Solve $\tan {(x-\frac{\pi}{4}})=-\tan{(x+\frac{\pi}{2})}$

Question

The question:

Without the use of a calculator, solve for all values of $x$ if $\tan {(x-\frac{\pi}{4}})=-\tan{(x+\frac{\pi}{2})}.$

Using the compound angle formula for solving equations is normally easy, but I stumbled across this problem.
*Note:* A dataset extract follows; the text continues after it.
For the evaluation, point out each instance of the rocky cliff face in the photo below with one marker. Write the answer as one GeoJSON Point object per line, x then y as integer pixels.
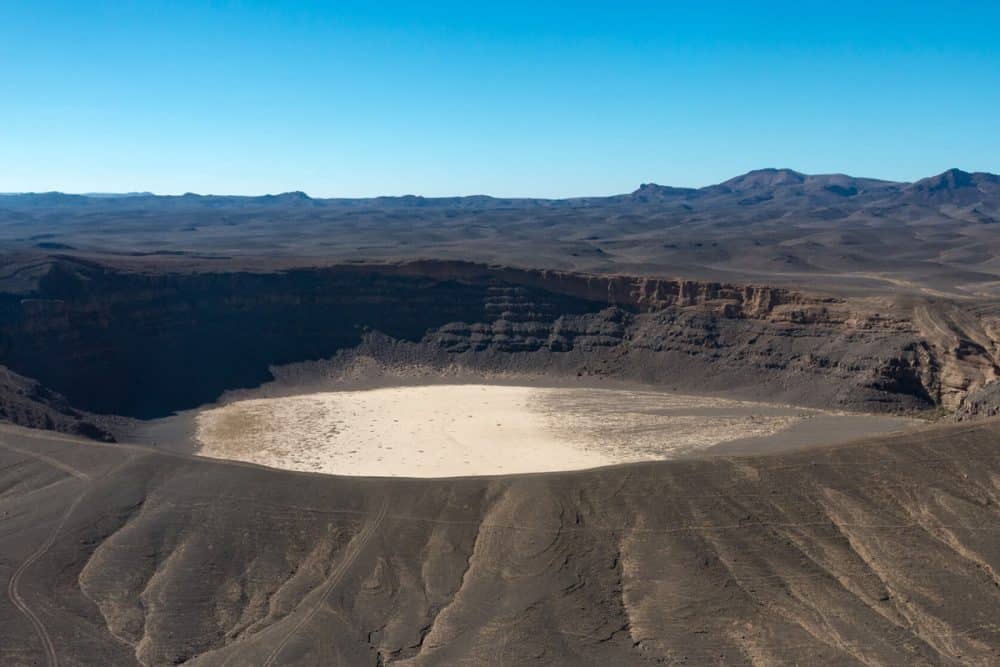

The $LHS$ is easy to expand, but when you apply the compound formula for the $RHS$,

\begin{align} \tan{(x+\frac{\pi}{2})} & = \frac{\tan{(x)} + \tan{(\frac{\pi}{2})}}{1-\tan{(x)}\cdot\tan{(\frac{\pi}{2})}} \\ \end{align} You might notice that this is a problem because I cannot evaluate $\tan{(\frac{\pi}{2})}$. So this is what I tried. First I tried writing

\begin{align} \tan{(x+\frac{\pi}{2})} & = \frac{\sin{(x+\frac{\pi}{2})}}{\cos{(x+\frac{\pi}{2})}} \\ & = \frac{\cos (x)}{\sin (x)} \end{align} which I knew was wrong. Anyone know how to get around this?

Answer 1

$$\tan \left(x - \frac{\pi}{4}\right) = - \tan \left(x + \frac{\pi}{2}\right)$$

$$\tan \left(x - \frac{\pi}{4}\right) = \tan \left(-x - \frac{\pi}{2}\right)$$

$$x-\frac{\pi}{4}=-x-\frac{\pi}{2}+k\pi,\quad(k\in Z)$$

$$2x=-\frac{\pi}{4}+k\pi$$

$$x=-\frac{\pi}{8}+\frac{k\pi}{2}$$

Valid for any $k\in Z$.

Answer 2

Hint: $\tan(x)$ is an odd function so $\tan(-x)=-\tan(x)$

Solution:

By above we get $\tan{(x-\pi/4)}=\tan{(-x-\pi/2)}$ so $$x-\pi/4 \equiv -x-\pi/2 \pmod{\pi}$$ (since the tangent function has a period of $\pi$) $$2x \equiv -\frac{\pi}{4} \equiv \frac{3\pi}{4} \equiv \frac{7\pi}{4}\pmod{\pi}$$ Solving this yields solutions $x=\pi n +\frac{7\pi}{8}$ and $x=\pi n +\frac{3\pi}{8}$

Answer 3

Hint: Use that

$$\tan(x)+\tan(y)=\sec(x)\sec(y)\sin(x+y)$$

Answer 4

Hint

$$\tan x+\tan y=\frac{\sin(x+y)}{\cos x\cos y}$$